A strong data infrastructure
The industry needs an intelligent backbone that can connect all the parties and systems in the market to orchestrate the exchange of data. This requires a unified infrastructure, a network that can enable connection and interaction between the multiple different systems and parties in a property transaction. Only this can ensure that businesses involved have a shared, single source of truth.
Share data not documents
We need to fundamentally change how we operate and move away from using PDFs that are filled out, scanned, and sent back and forth during a transaction. Instead, when the information is stored as pieces of data, that data is only entered once and is able to be reused many times, across all of the forms required to complete a property transaction.
Data standards
Data must be standardised to ensure all parties are able to use it, share it and access it confidently and efficiently. Through the development of the Property Data Trust Framework, the Home Buying & Selling Group is making great strides to improve data accessibility and introduce common standards for data sharing across the property market.
Data provenance
Data must be reliable, and you must be confident in where it came from. The data needs to have ‘provenance,’ an immutable record of its source. When the data is moved across a secure form of blockchain, like with Coadjute - you can see where the data came from and independently verify it.
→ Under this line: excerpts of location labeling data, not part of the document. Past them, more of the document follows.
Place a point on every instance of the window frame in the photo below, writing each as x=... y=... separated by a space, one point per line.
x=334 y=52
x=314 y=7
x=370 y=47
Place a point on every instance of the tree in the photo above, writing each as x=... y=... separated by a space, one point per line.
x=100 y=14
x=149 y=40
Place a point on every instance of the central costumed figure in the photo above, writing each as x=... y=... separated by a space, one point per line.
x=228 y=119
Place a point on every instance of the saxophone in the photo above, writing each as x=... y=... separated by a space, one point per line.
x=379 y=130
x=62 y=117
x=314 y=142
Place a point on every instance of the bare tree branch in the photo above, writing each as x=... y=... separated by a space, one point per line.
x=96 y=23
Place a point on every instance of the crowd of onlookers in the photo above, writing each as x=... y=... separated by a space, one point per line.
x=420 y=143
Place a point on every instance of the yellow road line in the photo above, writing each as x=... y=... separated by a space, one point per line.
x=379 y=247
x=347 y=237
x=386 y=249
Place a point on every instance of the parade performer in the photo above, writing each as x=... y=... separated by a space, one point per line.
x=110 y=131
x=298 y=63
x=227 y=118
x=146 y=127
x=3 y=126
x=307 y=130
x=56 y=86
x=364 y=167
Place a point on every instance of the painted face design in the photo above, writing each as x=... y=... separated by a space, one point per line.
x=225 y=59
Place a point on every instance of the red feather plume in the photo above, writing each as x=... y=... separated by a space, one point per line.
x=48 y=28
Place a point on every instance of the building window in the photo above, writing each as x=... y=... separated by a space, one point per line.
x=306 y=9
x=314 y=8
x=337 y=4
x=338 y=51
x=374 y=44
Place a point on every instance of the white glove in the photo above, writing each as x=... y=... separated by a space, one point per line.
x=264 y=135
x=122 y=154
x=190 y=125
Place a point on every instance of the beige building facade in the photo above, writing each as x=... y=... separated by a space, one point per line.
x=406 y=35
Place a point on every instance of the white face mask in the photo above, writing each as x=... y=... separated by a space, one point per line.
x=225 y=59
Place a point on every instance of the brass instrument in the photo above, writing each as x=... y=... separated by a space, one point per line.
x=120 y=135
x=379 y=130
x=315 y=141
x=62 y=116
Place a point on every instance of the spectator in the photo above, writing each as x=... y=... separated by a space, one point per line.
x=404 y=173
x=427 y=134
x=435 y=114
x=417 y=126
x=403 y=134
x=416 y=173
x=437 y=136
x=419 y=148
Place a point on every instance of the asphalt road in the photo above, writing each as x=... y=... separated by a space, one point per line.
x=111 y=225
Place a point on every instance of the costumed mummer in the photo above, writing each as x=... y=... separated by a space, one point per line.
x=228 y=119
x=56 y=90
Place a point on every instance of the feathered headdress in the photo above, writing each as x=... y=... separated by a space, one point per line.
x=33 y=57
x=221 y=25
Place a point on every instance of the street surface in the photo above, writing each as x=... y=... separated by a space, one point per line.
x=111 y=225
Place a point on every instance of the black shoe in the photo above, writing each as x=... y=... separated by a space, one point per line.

We believe home buyers and sellers deserve to have a property market that operates seamlessly end-to-end. To achieve that, they need data that is open and FAIR – findable, accessible, interoperable, reusable – wherever it is stored, whatever system they use.
Over the past five years, we have developed and launched a network, built on enterprise-grade blockchain, that is the market-wide infrastructure the property market desperately needs. Our network facilitates the real-time sharing of property, identity, and transaction data.
This isn’t just another closed shop that doesn’t connect to other solutions, it doesn’t add to the fragmentation and scattered pockets of data that we have today. Instead it connects, which is why we are working with so many partners across the market to achieve. A fair property market with FAIR data. Interoperability, orchestration, and a seamless digital experience for consumers.